Dirty Laundry by Disha Bose is a dazzling debut novel that revolutionizes age-old ideas of love and deceit. She shares her inspiration of the main characters and their complex friendships.
When I moved to Ireland in 2015 I didn’t know anybody apart from my (then) boyfriend. I’d picked Ireland to relocate to partly because of him, because he’s Irish, and also because I had been accepted to the Masters in Creative Writing course at UCD.. I was prepared to make a new life here, but I hadn’t factored in how difficult it was going to be to fill my life with people.
I’ve always been a bit of a recluse, enjoying my own silent company over a crowd. I’ve repeatedly chosen to read or binge-watch a series at home rather than spend the night out with friends. However, even I couldn’t ignore my pangs of longing when I glimpsed pairs of friends at cafés, letting their beverages go cold while locked in private conversations.

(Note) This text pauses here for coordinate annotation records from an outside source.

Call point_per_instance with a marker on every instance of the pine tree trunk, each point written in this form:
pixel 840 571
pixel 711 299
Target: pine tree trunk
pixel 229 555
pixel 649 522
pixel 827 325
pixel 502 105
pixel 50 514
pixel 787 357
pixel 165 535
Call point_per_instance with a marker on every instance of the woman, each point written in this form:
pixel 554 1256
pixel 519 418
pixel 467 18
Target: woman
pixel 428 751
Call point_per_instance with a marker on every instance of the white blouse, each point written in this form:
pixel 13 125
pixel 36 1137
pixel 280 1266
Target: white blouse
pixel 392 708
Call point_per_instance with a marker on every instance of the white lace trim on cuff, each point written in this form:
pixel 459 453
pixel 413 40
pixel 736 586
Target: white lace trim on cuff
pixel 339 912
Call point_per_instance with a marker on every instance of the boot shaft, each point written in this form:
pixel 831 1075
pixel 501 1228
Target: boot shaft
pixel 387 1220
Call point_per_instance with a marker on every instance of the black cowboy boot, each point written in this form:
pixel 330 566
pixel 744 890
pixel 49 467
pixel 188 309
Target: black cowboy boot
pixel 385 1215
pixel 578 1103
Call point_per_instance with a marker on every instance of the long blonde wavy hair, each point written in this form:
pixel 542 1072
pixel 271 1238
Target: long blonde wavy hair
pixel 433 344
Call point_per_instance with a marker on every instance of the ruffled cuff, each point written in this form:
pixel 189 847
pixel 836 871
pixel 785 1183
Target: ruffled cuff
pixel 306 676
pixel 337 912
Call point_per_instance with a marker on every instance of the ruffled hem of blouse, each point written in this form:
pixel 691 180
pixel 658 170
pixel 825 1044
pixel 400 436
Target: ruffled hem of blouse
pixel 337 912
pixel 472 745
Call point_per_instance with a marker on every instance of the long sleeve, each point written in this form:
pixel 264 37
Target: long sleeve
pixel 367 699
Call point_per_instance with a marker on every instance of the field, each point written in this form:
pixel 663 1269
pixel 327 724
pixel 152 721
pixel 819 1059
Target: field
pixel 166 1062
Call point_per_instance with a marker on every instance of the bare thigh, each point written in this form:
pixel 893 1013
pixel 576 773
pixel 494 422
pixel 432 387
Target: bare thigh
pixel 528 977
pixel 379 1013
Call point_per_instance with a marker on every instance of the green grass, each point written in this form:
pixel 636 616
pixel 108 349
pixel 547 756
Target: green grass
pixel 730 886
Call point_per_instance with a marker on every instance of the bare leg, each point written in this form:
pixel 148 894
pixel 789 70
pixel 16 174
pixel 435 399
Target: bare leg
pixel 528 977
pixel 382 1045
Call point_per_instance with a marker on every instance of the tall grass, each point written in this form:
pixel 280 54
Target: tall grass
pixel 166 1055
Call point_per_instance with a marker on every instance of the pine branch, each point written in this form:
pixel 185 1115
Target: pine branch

What I did quickly discover is that making new friends as an adult, with other adults who have their daily routines dictated by responsibilities and other social commitments, is as nerve-wracking and unreliable as modern dating. The rules of building a casual friendship can be just as complicated if not more.
I was fretting over the timeliness of texts, didn’t want to appear over-eager, had to find gentle ways to drop the friendships I didn’t want to pursue, had to brush up my small-talk skills, I was worried about what to wear, and how much of myself to reveal. None of them were feeling as organic and seamless as friendships of past, the ones that were built on shared histories and experiences. The ones that were made on account of being thrown together in the same place at the same time. As adults with choice, we can be indecisive and nit-picky.
I became interested in the complexities of female friendships then, and the COVID Lockdowns added another aspect of interactions when most of our communications were held online and through social media. I wrote Dirty Laundry in those months of Lockdown, when social isolation was at its peak. Most of my characters were constructed based on these observations; on the fine line that a lot of our friendships tread, on missed connections, miscommunications and first impressions. I hope that I’ve written a novel that reminds us of the value of human connection, and to be kinder to one another.